Despite international concerns that Turkmen authorities are underplaying the threat of the COVID-19.
Turkmenistan is rebooting its football season on Sunday, with fans flocking back to stadiums in one of the few countries yet to declare a case of coronavirus.
The reclusive Central Asian state followed other countries around the world when it suspended its eight-team league in March just three games into the season.
The national football federation cited recommendations by the health ministry and the World Health Organisation for preventing the spread of the illness.
A month later, and despite international concerns that Turkmen authorities are underplaying the threat of the virus, football is returning, with supporters only too happy to follow the action from the stands.
“Joy boosts our immunity,” joked Ashir Yusupov, a 34-year-old entrepreneur.
He said he would be watching reigning champions Altyn Asyr take on early table-toppers Kopetdag in the capital Ashgabat on Sunday.
Yusupov said he had no fear of crowded places, despite being aware of bans on sports events in other countries.
“We have no coronavirus, so why not restart our league?” he asked.
Resisting suspension professional leagues
Three ex-Soviet states have bucked the global trend for suspending professional leagues: Turkmenistan, Tajikistan and Belarus.
Global interest in the Belarusian league has surged on the back of its decision, while the Tajikistan’s Super Cup final earlier this month attracted a curious multi-lingual online following.
But Belarus, which has confirmed 4,779 coronavirus cases, has been strongly criticised for allowing fans to attend games.
Tajikistan has begun its season with matches held behind closed doors, even as its authoritarian government, like that of Turkmenistan, continues to insist there are no cases in the country.
Ashgabat-based Altyn Asyr, whose name translates as “Golden Age”, won the Turkmen title last year.

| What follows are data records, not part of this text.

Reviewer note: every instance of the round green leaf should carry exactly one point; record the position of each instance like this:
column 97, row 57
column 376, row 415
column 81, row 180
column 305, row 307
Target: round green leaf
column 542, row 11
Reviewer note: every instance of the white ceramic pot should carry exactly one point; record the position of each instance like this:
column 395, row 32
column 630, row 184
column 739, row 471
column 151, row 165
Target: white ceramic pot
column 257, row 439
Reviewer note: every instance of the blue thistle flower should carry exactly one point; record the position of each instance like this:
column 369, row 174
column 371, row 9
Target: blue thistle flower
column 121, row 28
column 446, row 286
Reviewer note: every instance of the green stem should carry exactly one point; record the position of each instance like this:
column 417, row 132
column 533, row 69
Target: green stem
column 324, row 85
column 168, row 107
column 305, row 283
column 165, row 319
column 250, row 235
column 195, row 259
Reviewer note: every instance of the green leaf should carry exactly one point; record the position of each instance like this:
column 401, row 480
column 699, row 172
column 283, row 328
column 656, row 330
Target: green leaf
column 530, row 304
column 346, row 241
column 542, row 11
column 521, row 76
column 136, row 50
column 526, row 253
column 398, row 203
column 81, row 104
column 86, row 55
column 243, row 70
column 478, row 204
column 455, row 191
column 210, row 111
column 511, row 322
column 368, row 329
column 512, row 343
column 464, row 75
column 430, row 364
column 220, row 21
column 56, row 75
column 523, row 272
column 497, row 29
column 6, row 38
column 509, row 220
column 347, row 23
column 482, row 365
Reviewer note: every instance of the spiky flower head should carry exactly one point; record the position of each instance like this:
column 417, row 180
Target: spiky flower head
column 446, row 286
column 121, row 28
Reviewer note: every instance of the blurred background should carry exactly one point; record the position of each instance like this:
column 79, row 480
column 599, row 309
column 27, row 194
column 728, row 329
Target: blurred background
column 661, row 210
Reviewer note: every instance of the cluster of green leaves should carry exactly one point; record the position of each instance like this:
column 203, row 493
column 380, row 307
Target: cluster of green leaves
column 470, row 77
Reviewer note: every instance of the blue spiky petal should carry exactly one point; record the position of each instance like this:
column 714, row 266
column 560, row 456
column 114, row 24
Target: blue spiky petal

Victory against Kopetdag would take it top of the table, with other teams set to play on Monday.
Vepa, a 20-year-old student, said he “never misses a game” and will go to the match on Sunday despite not supporting either team.
His club is Ahal, who represent the region outside Ashgabat from where the family of President Gurbanguly Berdymukhamedov and much of the political elite hail.
Vepa said he was not sure Ahal can mount a serious title challenge but he has high hopes for new signing Elman Tagayev, a 30-year-old midfielder who has returned from a stint with a club in neighbouring Uzbekistan.
“His game is dynamic and beautiful,” said Vepa, who did not give his second name.
‘Impregnable fortress of the motherland’
Even during Soviet times Turkmenistan was no footballing powerhouse, and the sport is not among those promoted by sports-mad Berdymukhamedov.
On World Health Day on April 7, the president was shown on state television riding a horse and a bicycle as state employees engaged in mass exercise sessions across the country.
Such large public events have prompted observers to question how seriously the government is taking the pandemic.
Since then, Berdymukhamedov has ordered officials to ramp up efforts to detect any cases and prevent the virus spreading.
The president is known as the nation’s Arkadag, or “Protector.” State media has stressed the importance of his leadership in the pandemic.
In a poem published in state newspapers on Friday, the president’s favourite poet Gozel Shagulyyeva praised him as “the impregnable fortress of the motherland.” “Protector, you are watching over (our) health,” Shagulyyeva wrote.